Müzelerimizde çok sayıda birbirinin benzeri eserlerin çoğalmasının bazı nedenleri var; öncelikle müzecilerimiz eski eser sevgisinden, aldıkları eğitimden ötürü biraz tutucudurlar. Şu veya bu nedenlerle müzlere kazandırılan eserler sürekli toplanmıştır. Kuşkusuz bunda 1710 ve ondan sonra yürürlüğe giren 2863 sayılı yasaların büyük etkisi olmuştur. Türkiye çeşitli uygarlıkların peş peşe kurulduğu bir ülke oluşundan ötürü eser bolluğu içerisindedir. Bu da müze depolarında eserlerin çoğalmasında en büyük etkendir. Ayrıca XIX. yüzyılda Avrupa’nın ABD’nin Anadolu topraklarında başlattığı soygunların gün yüzüne çıkması belki de müzecileri çok daha tutucu yapmıştır.

Bilgisine başvurduğum müzecilerin çoğu çıkarılan bu yeni yönetmeliğe tepkilidirler. Bir bakıma da haklılar.

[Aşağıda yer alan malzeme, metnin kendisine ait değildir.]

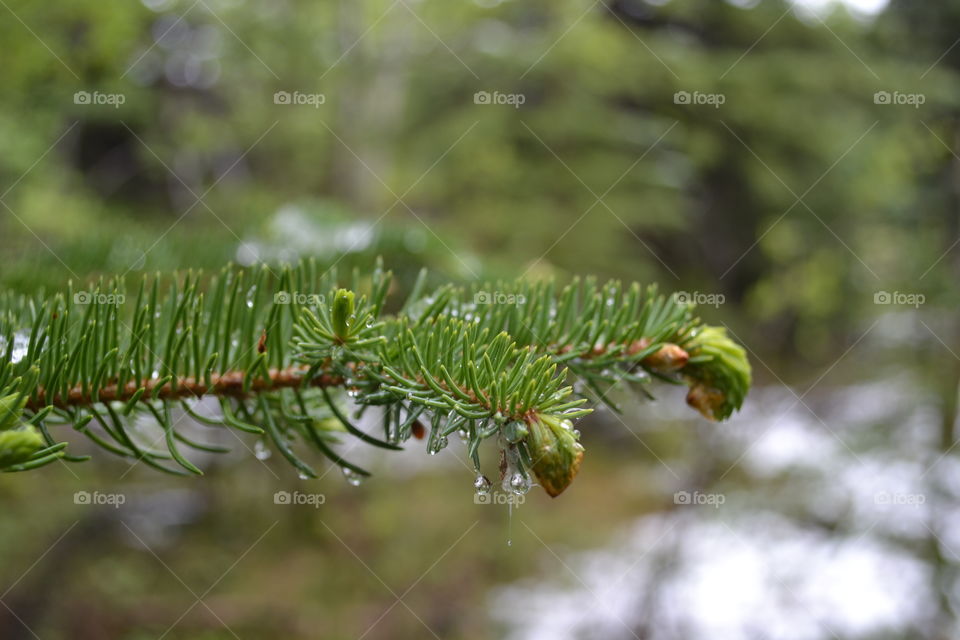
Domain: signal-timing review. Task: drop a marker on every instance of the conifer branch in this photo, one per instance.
(285, 354)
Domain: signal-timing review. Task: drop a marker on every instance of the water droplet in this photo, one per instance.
(353, 478)
(520, 483)
(482, 485)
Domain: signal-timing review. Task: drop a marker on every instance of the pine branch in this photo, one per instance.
(284, 354)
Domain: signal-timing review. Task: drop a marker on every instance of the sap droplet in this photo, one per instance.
(353, 478)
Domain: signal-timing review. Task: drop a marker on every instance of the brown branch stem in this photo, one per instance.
(229, 383)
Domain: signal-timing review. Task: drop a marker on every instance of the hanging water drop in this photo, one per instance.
(353, 478)
(520, 483)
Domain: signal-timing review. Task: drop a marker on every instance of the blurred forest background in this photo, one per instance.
(793, 163)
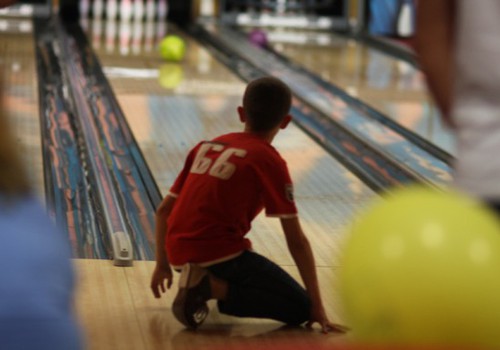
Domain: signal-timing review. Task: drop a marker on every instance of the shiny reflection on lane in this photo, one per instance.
(20, 97)
(392, 86)
(171, 106)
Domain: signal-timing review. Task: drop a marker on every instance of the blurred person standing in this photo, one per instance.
(36, 274)
(458, 48)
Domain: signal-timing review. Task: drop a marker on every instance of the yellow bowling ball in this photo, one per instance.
(170, 75)
(423, 268)
(172, 48)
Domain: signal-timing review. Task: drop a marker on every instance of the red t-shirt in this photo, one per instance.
(224, 184)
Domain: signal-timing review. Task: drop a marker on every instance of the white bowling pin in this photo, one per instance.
(137, 37)
(162, 10)
(405, 20)
(97, 9)
(138, 10)
(150, 10)
(96, 33)
(149, 34)
(125, 10)
(125, 35)
(110, 35)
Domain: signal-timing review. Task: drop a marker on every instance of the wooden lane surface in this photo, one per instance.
(117, 311)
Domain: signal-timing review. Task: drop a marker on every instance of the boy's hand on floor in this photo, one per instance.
(161, 274)
(318, 316)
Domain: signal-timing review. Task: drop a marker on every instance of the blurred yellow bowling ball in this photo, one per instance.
(423, 268)
(172, 48)
(170, 75)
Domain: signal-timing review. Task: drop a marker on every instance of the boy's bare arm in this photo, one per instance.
(302, 254)
(162, 270)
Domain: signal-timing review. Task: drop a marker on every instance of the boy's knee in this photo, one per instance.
(301, 313)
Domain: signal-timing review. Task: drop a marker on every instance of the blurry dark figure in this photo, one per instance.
(458, 48)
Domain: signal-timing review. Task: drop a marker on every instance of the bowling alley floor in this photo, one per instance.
(169, 108)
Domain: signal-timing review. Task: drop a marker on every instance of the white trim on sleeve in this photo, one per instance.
(282, 216)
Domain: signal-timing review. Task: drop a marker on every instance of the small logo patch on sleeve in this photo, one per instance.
(289, 192)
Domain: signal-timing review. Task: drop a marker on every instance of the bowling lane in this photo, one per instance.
(392, 86)
(19, 94)
(171, 106)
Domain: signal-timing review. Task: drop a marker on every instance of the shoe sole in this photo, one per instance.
(191, 318)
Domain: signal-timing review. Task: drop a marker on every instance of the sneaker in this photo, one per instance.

Geçmişten günümüze gelen eserlerin, evrensel boyutlarda ortak kültür mirası olduğu yönünde eğitim almışlardır. Müzelerde fazlalık olduğu söylenen eserlerin satılması konusnda haklı olarak tarihi geçmişimizi satıyoruz düşüncesi içerisindeler. Müzelere getirilen eserlerin benzerleri çok sayıda olsa bile onları etütlük malzeme olarak almışlar ve dışarıda satışlarını engellemişlerdir. Bazen bilerek ya da bilmeyerek öylesine ileri gidilmiştir ki; Anadolu’nun bazı yerlerinde yapılan eski eser taklitlerini de müzelere satın almışlardır. Bunda da amaç sahte eserlerle meraklıların kandırılmalarının önüne geçmekti. Nitekim bazı müzelerde taklit eser koleksiyonları bile vardır.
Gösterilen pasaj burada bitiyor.